In China, according to their civil law procedures, any lawsuits filed against a business or organization have to decide within that company’s primary municipality. As such, the Hangzhou Internet courts have witnessed a precipitous rise in cases relating to e-commerce. According to the Internet Court’s website, it takes just five minutes to file a suit online and that allowing blockchain to authenticate evidence will save the Chinese court system substantial money and time, as The Global Times reported. The Verge further reports that such cases climbed from 600 in 2013 to more than 10,000 cases just three years later.
This is a major statement from one of the world’s leading economic powers about the viability of blockchain and cryptocurrencies as a means of an electronic ledger. As China paves the way in many technological respects, the rest of the world may follow suit (no pun intended). Further, since blockchain as technology is touted as the most innovative way to authentically validate evidence, it seems almost necessary that many other countries will not be long behind. It is conceivable that blockchain could become an incredibly important player in the legal system, both in China and elsewhere.
There are various reasons for such a sea-change, but the most important is that blockchain provides a way to audit the data that takes place on its ledgers. Every entry is written in stone, as it were, unchangeable in any way once it is recorded.
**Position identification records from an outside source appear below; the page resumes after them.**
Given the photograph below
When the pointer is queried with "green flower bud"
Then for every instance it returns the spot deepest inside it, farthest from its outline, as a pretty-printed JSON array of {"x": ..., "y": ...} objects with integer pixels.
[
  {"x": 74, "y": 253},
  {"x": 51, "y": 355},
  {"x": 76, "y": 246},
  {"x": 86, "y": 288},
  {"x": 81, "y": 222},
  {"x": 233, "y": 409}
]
To make blockchain even more impressive as a technology, the actual security of the blockchain itself is instituted electronically before any kind of documenting or transacting can occur.
Again, though no other country has made such a claim about the authenticity and viability of blockchain and cryptocurrency, it is quite likely it won’t be long before others join the fray. According to Nathan Reif, “While no other country has yet followed in China’s path, the U.K. Law Commission did announce earlier in the summer of 2018 that it would review legal frameworks…so that it doesn’t lag behind as blockchain legal applications develop.” In other words, it is highly probable that blockchain will make its way off the fringes and into the heart of the global legal community, thanks to China’s recognition of it in their court system.